In implementing and adding “support” for the IXmlPersistable interface to BASeBlock, however, I hit an interesting snag- Arrays. Many classes serialize Arrays, which evidently support ISerializable and thus work with that, but my XML persistence library doesn’t know anything about Arrays. Worse still, in the particular instance I encountered, the array was actually an array of arrays ( float[][]), so converting to a List and back while possible would be a huge mess.

I decided that if something was worth doing, it was worth doing properly, and support for easily saving and loading arrays via the “Helper” class was important. Further still, it would need to act recursively and support multidimensional arrays.

The “StandardHelper” class I created within the library is effectively a class that provides some of the gruntwork for turning a class into it’s XElement serialization and back again. For array support, the idea is straight forward- create two methods for reading and writing a System.Array, and then edit SaveElement to properly recognize when the Type parameter is an Array and use that method appropriately.

The strategy I chose for saving the data tends to cause the XML data to be quite large in comparison but it also makes it a bit easier to manipulate by hand. Effectively the Node created will have an attribute specifying the Rank of the Array (the number of dimensions) as well as an attribute specifying the dimension bounds, as a comma-delimited string attribute. The actual Element data is saved within nested elements that have an attribute that specify the indices of the element, and the actual contents of that node will be the result of saving the actual element type parameter to a XElement, which means that any type supported by the library’s “SaveElement” method will work, which effectively means that it automatically supports arrays of arrays such as float[][] or float[,][] and so on. Interestingly the part I found most difficult was in traversing all the array elements. I ended up using an approach that effectively treats each dimension as a place value and increments through all of them one by one via a “carry-bit”, and then when all bounds are the upper bound, it has completed.

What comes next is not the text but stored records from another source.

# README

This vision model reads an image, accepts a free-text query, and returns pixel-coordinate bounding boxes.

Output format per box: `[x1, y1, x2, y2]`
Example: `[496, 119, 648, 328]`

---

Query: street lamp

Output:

For any save, we obviously want to be able to read it back in. In this instance I took the approach of having it return a System.Array, with the idea that the calling code ought to know what the actual type of the array is to cast it appropriately. It does however accept a Type Parameter which specifies the actual element type of the Array, as this is useful for the task of constructing the array. This data could feasibly have been stored as part of the metadata of the actual Array container XELement along with dimensions and upper bound, but it seems, again, reasonable to expect that the calling code will have some idea what the appropriate data type is.

Both of these methods currently lack any sophisticated Error handling or Exception throwing as one would more reasonably expect from a library; for example, trying to read an int saved to an XElement and read that XElement via ReadArray would indubitably throw an Exception related to missing Attributes. Such mismatched data most likely should result in a strongly-typed Exception such as a “MismatchedElementDataException” that can be traced to the library itself.

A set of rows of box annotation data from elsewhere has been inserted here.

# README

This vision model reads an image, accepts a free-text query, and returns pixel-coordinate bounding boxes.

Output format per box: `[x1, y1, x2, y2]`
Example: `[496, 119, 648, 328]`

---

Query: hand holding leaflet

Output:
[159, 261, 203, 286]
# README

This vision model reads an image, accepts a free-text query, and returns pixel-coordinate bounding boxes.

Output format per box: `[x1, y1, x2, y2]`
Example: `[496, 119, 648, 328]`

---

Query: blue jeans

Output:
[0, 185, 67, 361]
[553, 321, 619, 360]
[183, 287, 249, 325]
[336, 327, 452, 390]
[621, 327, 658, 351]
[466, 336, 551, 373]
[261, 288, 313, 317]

The most interesting endeavour is the usage of Reflection. Though it is a bit goofy to use sometimes it really does allow for powerful constructs to be used, and I particularly find it powerful when dealing with Generic types, as one can construct Generic method definitions or even Generic Class types with the appropriate information and then return data fluently to callers. In this instance it is primarily used to construct a generic method reference to the SaveElement with T being the type of the elements in the input array.

Again, the main goal of this library is to effectively serve as a reasonable alternative to the existing Serialization framework. I am using BASeBlock as a testbed for experimentation currently, but the goal is to provide a safe and less “black-box” alternative to the built-in IFormatter and BinaryFormatter serialization features of .NET and provide XML capabilities through a similar approach, as I found the class-design constraints of using the existing XML Serialization to be limiting.